Speaking from the hospital where she tended her brother’s injuries, Nhor Sreyoun said the warnings meant work stopped for “one day, two days or three days,” she said, adding that there was one period in March when “the [Chinese manager] asked me to stop, saying that [there was] no more work."
But in April, the same man told her to return to work, asking if she knew other people who could work on the site. That’s when Nhor Sreyoun recruited her brothers and sister-in-law to come to work.
“Initially, it was to be a five-story building and then two more stories were added,” she said.
For four or five days, there was overtime pay as workers hauled material to the top floor. “Thousands of tiles and sack were brought to the top,” she said. “It was very heavy.”
Phat Sophal, 37, who has worked in construction for six years, said that he and his colleagues thought “the elevator wasn’t strong enough and we thought it would break. But it wasn’t the elevator that wasn’t strong enough, it was the building.”

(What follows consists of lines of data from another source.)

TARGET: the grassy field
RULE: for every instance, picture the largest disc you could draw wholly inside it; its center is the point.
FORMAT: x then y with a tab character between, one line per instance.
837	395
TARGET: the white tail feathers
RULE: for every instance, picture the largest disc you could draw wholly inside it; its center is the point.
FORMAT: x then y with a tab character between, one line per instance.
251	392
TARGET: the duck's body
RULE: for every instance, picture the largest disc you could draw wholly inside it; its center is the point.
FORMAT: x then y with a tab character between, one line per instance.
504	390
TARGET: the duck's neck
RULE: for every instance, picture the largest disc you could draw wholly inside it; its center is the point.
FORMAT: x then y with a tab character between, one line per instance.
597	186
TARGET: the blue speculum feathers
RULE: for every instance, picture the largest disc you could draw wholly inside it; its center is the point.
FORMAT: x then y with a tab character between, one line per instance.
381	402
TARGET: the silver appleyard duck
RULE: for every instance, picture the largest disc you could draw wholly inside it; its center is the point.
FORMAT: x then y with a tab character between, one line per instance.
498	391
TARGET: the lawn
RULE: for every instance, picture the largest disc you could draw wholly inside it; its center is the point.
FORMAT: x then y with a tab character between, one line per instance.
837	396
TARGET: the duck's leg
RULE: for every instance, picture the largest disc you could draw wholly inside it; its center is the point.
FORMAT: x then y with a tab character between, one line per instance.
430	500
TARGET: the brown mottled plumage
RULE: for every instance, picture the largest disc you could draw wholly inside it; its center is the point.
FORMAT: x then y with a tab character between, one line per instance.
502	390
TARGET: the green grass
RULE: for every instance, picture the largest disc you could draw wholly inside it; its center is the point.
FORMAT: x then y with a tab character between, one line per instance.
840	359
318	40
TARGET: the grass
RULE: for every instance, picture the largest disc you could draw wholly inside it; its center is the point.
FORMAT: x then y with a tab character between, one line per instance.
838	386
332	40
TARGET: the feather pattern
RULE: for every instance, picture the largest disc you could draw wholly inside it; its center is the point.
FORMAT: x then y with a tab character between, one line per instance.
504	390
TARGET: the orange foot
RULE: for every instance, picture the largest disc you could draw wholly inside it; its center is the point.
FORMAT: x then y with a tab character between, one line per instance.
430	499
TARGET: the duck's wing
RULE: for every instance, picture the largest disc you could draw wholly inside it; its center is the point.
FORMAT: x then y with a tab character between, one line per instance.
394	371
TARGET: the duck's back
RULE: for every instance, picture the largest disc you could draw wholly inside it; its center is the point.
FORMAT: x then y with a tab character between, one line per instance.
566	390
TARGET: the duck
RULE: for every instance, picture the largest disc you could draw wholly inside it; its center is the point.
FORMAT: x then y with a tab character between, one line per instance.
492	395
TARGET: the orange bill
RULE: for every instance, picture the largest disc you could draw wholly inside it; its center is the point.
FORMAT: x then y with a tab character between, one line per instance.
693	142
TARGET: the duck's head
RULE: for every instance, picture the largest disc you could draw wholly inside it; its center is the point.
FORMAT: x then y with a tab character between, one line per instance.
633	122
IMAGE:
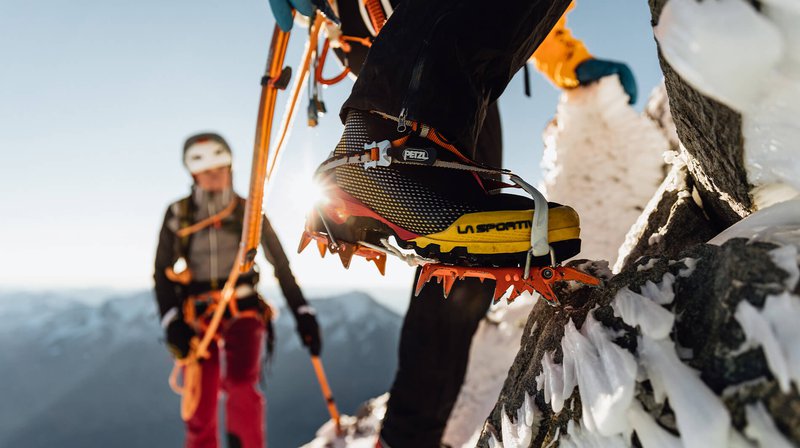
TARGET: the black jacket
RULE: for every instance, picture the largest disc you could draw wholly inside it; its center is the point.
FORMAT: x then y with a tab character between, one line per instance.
182	213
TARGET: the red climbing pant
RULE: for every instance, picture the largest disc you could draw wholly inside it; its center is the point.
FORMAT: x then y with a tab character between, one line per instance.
244	404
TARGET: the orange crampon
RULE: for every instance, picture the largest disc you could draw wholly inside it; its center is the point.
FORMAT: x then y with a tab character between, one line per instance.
539	279
344	250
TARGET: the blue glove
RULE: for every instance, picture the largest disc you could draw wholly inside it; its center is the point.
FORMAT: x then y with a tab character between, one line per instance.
282	10
592	70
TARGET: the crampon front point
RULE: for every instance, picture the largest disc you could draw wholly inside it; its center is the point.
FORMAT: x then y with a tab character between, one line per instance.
539	279
513	280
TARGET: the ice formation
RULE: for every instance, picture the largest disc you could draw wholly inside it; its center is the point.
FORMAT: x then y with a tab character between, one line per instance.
637	310
691	264
520	433
779	224
661	293
494	346
761	428
786	258
600	155
578	437
650	433
702	419
755	70
775	330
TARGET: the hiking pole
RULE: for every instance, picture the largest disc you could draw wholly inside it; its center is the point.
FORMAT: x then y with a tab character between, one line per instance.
295	92
326	392
276	78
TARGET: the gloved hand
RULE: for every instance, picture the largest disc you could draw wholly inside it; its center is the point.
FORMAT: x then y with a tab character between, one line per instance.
282	10
308	329
179	337
592	70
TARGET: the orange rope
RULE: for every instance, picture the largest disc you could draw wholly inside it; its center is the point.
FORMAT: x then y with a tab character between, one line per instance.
190	366
365	41
321	64
326	392
198	226
294	95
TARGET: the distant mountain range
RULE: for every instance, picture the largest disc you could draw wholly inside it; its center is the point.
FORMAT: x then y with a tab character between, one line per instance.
77	375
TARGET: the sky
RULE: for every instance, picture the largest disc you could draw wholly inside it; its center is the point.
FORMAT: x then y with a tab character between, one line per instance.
97	97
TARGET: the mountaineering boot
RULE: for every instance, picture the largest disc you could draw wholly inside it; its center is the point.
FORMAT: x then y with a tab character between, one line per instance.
444	214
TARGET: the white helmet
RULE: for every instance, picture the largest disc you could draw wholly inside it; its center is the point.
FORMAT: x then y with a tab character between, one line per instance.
206	151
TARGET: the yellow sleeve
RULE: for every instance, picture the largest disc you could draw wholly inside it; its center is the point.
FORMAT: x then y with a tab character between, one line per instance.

Ros Sitha, Phat Sophal’s uncle-in-law, was also trapped. Rescuers found Kak Kea and Ros Sitha, 40, alive in the rubble on Monday afternoon. “I thought they had died, but now they are OK,” said a relieved Sok Ros, a 41-year old farmer, and Kak Kea’s father.
Nhor Sreyoun’s other younger brother, Nhor Channet, 30, said “when it fell, there was no way out. It is difficult to breathe since there is not enough oxygen.”
Then, as rescuers cleared the rubble “more and more fell. Even though we tried to shout for help, nobody heard us,” said Nhor Channet.
Nhor Sreyoun said that despite the fatal accident she will continue to work on construction sites.
“We are uneducated so there’s nothing else? that we can do,” she said. “I will work in construction but I will have to be more careful but my injured brother said he would stop because he’s afraid.”
Chhengpor Aun of the VOA Cambodian Service contributed to this report.